Available protein structures:
- PDB: IPR040428
- AlphaFold: IPR040428;

= Diptericin =

Diptericin is a 9 kDa antimicrobial peptide (AMP) of flies first isolated from the blowfly Phormia terranova. It is primarily active against Gram-negative bacteria, disrupting bacterial membrane integrity. The structure of this protein includes a proline-rich domain with similarities to the AMPs drosocin, pyrrhocoricin, and abaecin, and a glycine-rich domain with similarity to attacin. Diptericin is an iconic readout of immune system activity in flies, used ubiquitously in studies of Drosophila immunity. Diptericin is named after the insect order Diptera.

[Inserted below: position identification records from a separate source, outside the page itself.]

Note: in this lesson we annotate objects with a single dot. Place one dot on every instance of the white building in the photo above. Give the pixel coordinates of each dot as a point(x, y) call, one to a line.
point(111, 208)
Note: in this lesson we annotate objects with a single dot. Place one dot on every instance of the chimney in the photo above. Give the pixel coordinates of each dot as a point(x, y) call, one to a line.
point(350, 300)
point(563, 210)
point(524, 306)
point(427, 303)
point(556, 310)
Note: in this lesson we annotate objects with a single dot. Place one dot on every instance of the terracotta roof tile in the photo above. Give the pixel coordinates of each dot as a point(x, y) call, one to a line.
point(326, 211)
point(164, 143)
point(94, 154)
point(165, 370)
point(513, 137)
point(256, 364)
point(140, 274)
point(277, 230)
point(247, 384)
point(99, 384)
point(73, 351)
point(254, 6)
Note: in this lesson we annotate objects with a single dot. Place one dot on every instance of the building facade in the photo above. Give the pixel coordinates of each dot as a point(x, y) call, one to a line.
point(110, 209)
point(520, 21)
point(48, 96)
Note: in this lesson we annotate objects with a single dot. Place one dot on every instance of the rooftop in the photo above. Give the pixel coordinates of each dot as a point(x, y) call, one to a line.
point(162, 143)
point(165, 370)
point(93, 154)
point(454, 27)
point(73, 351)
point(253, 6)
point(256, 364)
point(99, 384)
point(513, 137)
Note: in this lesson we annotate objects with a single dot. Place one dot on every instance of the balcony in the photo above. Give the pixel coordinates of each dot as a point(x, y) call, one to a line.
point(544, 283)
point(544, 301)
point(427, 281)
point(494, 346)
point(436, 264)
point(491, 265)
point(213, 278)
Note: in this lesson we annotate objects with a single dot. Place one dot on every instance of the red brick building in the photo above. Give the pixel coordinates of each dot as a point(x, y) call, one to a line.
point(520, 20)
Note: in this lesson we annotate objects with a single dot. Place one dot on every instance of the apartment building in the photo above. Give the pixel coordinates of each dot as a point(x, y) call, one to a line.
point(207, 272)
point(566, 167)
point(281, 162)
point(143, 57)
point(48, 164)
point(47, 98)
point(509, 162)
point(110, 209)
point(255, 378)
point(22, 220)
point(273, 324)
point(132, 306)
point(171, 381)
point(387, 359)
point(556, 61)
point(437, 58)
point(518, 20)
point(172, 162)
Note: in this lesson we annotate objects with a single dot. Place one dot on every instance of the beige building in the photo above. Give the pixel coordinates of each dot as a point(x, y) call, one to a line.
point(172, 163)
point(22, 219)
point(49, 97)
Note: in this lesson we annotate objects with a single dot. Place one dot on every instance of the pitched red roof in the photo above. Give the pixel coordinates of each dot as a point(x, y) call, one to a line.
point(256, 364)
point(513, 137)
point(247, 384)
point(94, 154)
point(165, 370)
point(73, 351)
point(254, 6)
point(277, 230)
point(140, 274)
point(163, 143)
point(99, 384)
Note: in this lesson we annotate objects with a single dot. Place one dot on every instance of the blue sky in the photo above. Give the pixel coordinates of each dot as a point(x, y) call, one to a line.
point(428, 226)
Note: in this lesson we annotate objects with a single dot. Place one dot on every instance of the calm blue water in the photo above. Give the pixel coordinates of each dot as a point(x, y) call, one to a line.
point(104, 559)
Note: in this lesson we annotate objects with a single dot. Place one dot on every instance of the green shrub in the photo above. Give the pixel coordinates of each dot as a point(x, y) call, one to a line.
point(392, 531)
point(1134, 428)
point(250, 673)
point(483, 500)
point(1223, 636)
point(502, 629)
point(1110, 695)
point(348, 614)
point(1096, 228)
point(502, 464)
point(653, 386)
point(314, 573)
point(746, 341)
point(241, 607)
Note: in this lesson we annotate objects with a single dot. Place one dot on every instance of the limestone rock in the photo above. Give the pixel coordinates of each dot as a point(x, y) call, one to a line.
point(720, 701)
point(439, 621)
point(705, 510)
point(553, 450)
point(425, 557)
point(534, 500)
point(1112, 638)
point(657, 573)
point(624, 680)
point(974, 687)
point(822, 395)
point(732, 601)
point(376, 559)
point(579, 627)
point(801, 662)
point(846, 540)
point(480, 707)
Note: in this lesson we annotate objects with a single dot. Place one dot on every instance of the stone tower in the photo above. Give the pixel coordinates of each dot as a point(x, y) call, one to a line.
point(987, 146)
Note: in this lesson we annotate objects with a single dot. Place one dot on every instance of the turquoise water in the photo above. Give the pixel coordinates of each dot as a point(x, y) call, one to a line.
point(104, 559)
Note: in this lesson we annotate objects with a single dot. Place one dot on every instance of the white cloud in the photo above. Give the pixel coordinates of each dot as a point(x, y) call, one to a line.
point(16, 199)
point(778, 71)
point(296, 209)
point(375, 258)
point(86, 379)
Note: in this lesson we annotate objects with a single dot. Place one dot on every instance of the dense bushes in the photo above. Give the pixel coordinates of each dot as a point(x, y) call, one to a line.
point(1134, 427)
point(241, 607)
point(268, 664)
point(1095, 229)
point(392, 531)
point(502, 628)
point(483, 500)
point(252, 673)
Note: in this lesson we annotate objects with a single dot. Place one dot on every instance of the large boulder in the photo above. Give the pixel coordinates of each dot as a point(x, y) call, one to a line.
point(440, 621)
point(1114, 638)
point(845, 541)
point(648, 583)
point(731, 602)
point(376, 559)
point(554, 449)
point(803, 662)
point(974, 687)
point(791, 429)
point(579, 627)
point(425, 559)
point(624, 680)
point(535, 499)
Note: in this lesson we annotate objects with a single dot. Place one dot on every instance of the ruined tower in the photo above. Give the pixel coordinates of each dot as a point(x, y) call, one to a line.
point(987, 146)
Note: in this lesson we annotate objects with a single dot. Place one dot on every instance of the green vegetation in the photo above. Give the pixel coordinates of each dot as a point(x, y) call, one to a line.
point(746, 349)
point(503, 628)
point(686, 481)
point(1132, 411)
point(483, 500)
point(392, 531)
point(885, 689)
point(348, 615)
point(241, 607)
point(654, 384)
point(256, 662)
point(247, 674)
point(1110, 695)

== Structure and function ==
Diptericins are found throughout Diptera, but are most extensively characterized in Drosophila fruit flies. The mature structures of diptericins are unknown, though previous efforts to synthesize Diptericin have suggested Diptericin in Protophormia terraenovae is one linear peptide. Yet Drosophila melanogaster's Diptericin B peptide is likely cleaved into two separate peptides. Synthesis of Diptericin in vitro found activity of the full-length peptide, but independently synthesizing the two peptides and mixing them does not recapitulate Diptericin activity. Diptericin A activity is strongly tied to residues in the glycine-rich domain.

=== Diptericin as a model for understanding the specificity of host-pathogen interactions ===

A polymorphism at a single residue in the diptericin glycine-rich domain drastically affects its activity against the Gram-negative bacterium Providencia rettgeri. Flies with a Diptericin A gene encoding a serine allele survive infection significantly more than flies with an arginine allele. It is unclear how frequently such polymorphisms may dictate host-pathogen interactions, but there is evidence of widespread balancing selection that diptericin is not the only AMP with such polymorphisms. This close association between diptericin and P. rettgeri is further supported by genetic approaches that show that diptericin is the only antimicrobial peptide of the Drosophila immune response that affects resistance to P. rettgeri.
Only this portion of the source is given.